家庭訪問も、今はもうないと聞いています。


人との接し方そのものも、昔とは少し変わってきたのかもしれません。

だから、最近仕事でいろいろな人と出会うたびに考えるんです。

愛嬌って、生まれつきの性格なんだろうか。

それとも、子どもの頃に見てきた大人の姿から、少しずつ身についていくものなんだろうか。


正解は分かりません。

でも私は、人との距離を少し縮めてくれるのは、大げさな会話でも特別な話術でもなく、


「おはようございます。」

その一言に乗る笑顔や声の温度なんじゃないかと思っています。


昔のやり方が正しいと言いたいわけではありません。


昔のやり方が正しいと言いたいわけではありません。

今の人が冷たいと言いたいわけでもありません。


もしかしたら今の子どもたちは、私たちとは違う形で、人との接し方を覚えているのかもしれません。

SNSや動画、学校やアルバイト。


私たちとは違う景色の中で、人との距離感を学んでいるのでしょう。

だから、「昔は良かった」と言うつもりはありません。


ただ、回送の仕事で毎日のように初対面の方と接していると、改めて思うことがあります。

人の印象を決めるのは、長い会話ではありません。


ほんの少しの笑顔だったり。

「おはようございます。」の声のトーンだったり。

「お気をつけて。
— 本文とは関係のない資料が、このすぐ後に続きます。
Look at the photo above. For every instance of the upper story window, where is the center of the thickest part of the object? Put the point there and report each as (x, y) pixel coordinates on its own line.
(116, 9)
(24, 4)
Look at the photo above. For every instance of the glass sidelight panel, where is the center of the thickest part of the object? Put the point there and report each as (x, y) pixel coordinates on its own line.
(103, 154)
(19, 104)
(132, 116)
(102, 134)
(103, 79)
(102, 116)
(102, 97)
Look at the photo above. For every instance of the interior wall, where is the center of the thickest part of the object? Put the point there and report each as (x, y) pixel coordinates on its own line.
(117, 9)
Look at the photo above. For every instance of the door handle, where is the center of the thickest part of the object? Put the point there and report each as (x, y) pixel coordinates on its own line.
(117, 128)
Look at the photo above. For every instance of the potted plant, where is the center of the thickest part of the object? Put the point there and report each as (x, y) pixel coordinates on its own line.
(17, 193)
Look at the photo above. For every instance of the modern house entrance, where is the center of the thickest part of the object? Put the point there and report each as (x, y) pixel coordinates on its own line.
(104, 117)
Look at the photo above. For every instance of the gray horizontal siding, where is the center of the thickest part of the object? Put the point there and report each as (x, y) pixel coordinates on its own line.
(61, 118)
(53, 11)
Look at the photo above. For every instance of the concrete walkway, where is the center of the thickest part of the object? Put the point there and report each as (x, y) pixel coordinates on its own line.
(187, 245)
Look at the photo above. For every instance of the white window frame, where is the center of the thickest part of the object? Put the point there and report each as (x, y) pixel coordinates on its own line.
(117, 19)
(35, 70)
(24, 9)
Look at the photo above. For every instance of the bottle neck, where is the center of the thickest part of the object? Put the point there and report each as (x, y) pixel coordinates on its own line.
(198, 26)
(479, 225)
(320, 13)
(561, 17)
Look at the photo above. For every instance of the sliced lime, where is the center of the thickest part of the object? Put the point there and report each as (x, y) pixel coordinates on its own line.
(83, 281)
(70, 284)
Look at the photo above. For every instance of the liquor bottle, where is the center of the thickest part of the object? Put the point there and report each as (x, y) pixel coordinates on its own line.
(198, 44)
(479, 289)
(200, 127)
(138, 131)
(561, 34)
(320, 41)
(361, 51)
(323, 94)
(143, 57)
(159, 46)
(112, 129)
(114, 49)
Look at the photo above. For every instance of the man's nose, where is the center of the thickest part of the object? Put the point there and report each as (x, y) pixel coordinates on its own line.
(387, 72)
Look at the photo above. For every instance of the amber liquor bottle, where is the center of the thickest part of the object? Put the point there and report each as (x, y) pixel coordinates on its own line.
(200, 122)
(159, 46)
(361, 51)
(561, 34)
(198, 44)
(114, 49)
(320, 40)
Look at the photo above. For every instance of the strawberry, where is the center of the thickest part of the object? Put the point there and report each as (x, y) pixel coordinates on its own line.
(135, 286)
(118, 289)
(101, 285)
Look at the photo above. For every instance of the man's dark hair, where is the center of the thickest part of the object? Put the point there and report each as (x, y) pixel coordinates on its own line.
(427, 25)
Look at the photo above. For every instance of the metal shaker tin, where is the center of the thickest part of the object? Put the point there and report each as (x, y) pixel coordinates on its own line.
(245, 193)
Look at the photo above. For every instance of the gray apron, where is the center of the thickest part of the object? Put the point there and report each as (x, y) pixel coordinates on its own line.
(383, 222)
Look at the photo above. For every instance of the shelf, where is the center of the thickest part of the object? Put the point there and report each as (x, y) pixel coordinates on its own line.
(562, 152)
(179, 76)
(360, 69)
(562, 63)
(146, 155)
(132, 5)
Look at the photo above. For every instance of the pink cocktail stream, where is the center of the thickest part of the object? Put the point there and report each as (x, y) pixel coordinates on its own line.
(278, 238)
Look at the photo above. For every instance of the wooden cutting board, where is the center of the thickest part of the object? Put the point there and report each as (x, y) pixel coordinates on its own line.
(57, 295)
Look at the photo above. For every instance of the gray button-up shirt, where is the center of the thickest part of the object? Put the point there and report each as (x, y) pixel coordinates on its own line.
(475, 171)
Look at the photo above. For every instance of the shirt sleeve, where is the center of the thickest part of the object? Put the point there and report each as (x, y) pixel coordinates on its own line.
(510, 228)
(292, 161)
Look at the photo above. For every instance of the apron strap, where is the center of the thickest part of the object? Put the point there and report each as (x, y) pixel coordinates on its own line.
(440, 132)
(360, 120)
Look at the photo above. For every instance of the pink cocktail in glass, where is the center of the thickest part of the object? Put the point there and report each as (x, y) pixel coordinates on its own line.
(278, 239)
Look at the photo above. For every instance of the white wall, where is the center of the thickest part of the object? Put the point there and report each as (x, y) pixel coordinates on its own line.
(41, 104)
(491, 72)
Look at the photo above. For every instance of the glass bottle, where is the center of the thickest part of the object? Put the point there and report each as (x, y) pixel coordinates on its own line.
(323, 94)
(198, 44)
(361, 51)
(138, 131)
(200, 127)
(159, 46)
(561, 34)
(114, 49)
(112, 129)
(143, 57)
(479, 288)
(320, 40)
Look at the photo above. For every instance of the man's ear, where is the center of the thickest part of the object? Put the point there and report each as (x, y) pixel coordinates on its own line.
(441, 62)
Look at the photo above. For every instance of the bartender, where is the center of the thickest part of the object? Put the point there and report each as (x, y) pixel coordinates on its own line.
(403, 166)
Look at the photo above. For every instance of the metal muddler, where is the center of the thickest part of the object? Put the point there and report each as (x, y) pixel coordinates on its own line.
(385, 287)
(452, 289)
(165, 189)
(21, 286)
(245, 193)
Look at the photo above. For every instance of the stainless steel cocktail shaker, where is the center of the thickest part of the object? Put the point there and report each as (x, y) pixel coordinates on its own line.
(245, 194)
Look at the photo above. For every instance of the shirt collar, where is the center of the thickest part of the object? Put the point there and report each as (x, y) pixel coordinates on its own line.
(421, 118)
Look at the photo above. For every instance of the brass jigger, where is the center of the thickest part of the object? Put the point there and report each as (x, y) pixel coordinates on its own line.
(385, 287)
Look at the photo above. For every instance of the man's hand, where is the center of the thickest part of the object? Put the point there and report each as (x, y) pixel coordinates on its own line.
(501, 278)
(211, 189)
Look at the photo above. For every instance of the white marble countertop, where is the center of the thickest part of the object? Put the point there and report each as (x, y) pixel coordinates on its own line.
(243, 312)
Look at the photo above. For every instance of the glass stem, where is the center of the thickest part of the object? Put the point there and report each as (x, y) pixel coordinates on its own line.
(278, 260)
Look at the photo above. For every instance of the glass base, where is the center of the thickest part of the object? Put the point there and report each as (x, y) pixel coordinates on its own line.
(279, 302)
」の一言だったり。


たった数十秒しか話していないのに、その人の印象は、不思議なくらい心に残ります。

そんな小さな積み重ねが、


「感じのいい人だったな。」


という記憶になるのだと思います。

逆に言えば、私も誰かの記憶に残っているのかもしれません。


ぶっきらぼうな人だった。

感じのいい人だった。

話しやすい人だった。


人との出会いは、ほんの短い時間であっても、お互いの記憶の中に少しずつ積み重なっていくものなんですね。
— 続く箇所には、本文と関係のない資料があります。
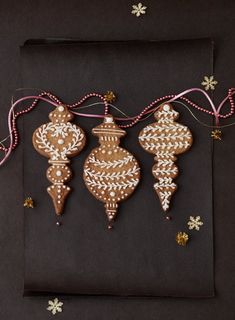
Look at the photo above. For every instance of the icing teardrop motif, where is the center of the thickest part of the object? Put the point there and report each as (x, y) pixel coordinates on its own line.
(165, 138)
(111, 173)
(59, 140)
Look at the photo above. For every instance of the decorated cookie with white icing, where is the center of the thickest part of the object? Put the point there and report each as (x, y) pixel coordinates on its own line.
(111, 173)
(165, 138)
(59, 140)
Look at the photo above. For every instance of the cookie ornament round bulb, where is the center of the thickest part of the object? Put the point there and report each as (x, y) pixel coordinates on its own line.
(111, 173)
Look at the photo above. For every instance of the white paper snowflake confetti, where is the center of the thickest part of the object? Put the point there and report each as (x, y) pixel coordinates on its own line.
(209, 83)
(138, 9)
(55, 306)
(195, 223)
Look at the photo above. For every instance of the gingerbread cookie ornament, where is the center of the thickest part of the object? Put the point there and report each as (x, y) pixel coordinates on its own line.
(165, 138)
(111, 173)
(59, 140)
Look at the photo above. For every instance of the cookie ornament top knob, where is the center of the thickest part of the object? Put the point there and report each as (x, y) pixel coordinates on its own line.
(165, 138)
(59, 140)
(111, 173)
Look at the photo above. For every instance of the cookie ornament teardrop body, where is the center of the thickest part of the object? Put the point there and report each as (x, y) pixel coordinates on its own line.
(59, 140)
(111, 173)
(165, 138)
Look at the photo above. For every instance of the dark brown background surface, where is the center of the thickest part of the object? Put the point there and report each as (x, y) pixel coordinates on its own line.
(140, 256)
(111, 20)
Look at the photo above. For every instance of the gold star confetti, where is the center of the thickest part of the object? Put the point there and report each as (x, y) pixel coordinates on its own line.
(138, 9)
(209, 83)
(110, 97)
(28, 203)
(182, 238)
(216, 134)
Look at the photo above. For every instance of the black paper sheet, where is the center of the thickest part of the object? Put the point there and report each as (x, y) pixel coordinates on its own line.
(139, 256)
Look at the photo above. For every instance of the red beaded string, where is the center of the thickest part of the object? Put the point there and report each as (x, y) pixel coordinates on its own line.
(134, 120)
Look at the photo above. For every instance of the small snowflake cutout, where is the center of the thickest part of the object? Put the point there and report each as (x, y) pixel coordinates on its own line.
(209, 83)
(55, 306)
(195, 223)
(138, 9)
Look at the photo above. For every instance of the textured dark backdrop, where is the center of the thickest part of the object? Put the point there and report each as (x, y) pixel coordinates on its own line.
(111, 20)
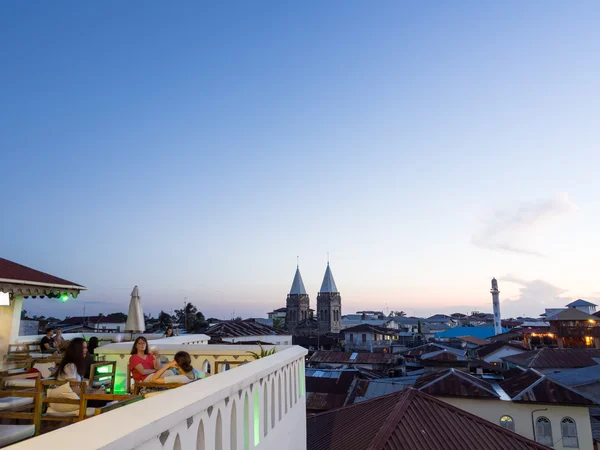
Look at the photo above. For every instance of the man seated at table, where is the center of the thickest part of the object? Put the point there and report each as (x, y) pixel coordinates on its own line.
(47, 344)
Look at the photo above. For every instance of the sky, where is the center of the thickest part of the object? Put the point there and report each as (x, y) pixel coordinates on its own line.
(196, 149)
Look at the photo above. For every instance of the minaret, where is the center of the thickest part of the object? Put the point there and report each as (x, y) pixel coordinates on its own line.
(496, 302)
(329, 305)
(297, 303)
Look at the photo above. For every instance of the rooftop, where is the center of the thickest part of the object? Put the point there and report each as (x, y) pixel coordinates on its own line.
(572, 314)
(12, 272)
(549, 358)
(580, 302)
(495, 346)
(408, 420)
(535, 387)
(238, 328)
(352, 358)
(454, 383)
(480, 332)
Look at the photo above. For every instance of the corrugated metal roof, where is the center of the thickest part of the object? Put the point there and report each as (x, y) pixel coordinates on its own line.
(346, 358)
(548, 358)
(580, 302)
(235, 328)
(455, 383)
(10, 270)
(363, 390)
(578, 377)
(495, 346)
(408, 420)
(535, 387)
(572, 314)
(482, 332)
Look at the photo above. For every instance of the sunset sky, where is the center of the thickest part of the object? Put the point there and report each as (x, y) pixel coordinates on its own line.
(196, 151)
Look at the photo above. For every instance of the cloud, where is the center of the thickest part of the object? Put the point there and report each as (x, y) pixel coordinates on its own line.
(508, 227)
(534, 297)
だから私は、初対面の方とお会いするとき、ほんの少しだけ笑顔を意識しています。

それは営業テクニックでも、接客マナーでもありません。

子どもの頃、電話に出る母や祖母の姿を見ながら、いつの間にか身についたものです。


あの頃は、何気なく見ていた光景でした。


でも四十代になった今、あれは「人を大切にする姿勢」を、言葉ではなく背中で教えてくれていた時間だったのかもしれません。


愛嬌とは、生まれつきの才能ではなく、誰かを思いやる気持ちが、ほんの少し表に出た姿なのかもしれません。


そして、そんな人との接し方は、誰かに厳しく教えられるというより、身近な大人の何気ない姿を見ながら、少しずつ覚えていくものなのかもしれません。


私たちの何気ない振る舞いも、今どこかで、誰かに見られているのかもしれません。

愛嬌って、生まれつきのものなんでしょうか。

それとも、誰かの何気ない背中を見ながら、いつの間にか身についていくものなのでしょうか。


あなたが子どもの頃、"大人ってこうやって人と接するんだ"と感じた光景はありますか?